Des heures. Cela pouvait durer des heures entières. Flanqué du sceau d’eau savonneuse que lui avait préparé sa mère le matin, il restait planté là toute la journée à répéter inlassablement les deux gestes sur lesquels il laissait ensuite glisser son émerveillement.
Il plongeait tout d’abord dans le sceau ce manche en plastique couronné d’un cercle qui retenait dans son périmètre une surface fragile d’eau tendue aux reflets multicolores. Il ramenait le manche ainsi trempé sur la paroi du sceau et tapotait doucement sur le rebord pour le délester de l’excès de savon.
Après quoi, il portait le cercle devant sa bouche. D’un souffle savamment calculé, qui attaquait avec une intensité maîtrisée et suivant un angle précis la lentille d’eau prisonnière du manche, il libérait des dizaines de bulles.
Chacune il les suivait du regard, observant la route qu’elles prenaient, prédisant leur parcours et retenant le point où elles éclataient.

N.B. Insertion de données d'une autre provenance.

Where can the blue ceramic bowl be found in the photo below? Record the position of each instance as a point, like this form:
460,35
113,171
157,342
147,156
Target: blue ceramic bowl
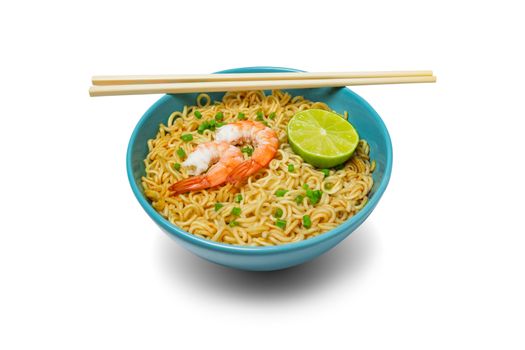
369,126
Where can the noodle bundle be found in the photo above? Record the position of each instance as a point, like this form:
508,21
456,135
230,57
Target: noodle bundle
269,208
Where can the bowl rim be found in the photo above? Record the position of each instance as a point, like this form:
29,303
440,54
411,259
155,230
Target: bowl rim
243,250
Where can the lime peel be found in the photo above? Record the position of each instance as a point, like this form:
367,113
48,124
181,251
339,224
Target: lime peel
322,138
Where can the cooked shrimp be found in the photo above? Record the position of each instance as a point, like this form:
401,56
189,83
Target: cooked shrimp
263,139
222,155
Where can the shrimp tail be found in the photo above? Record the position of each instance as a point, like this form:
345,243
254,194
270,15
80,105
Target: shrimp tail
190,184
243,170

À chaque fois, il essayait de garder en mémoire tous ces chemins et toutes ces fins pour en tirer un schéma d’ensemble fait de trajectoires, toutes issues du même point initial. Quel spectacle ! Comme une bulle d’encre noire déposée sur une feuille blanche sur laquelle on souffle pour faire jaillir des lignes ramifiées de plus en plus fines, qui finissent leur course dans l’épuisement, dessine un point d’impact et ses effets.
À chaque fois un Big Bang. À chaque fois une Création.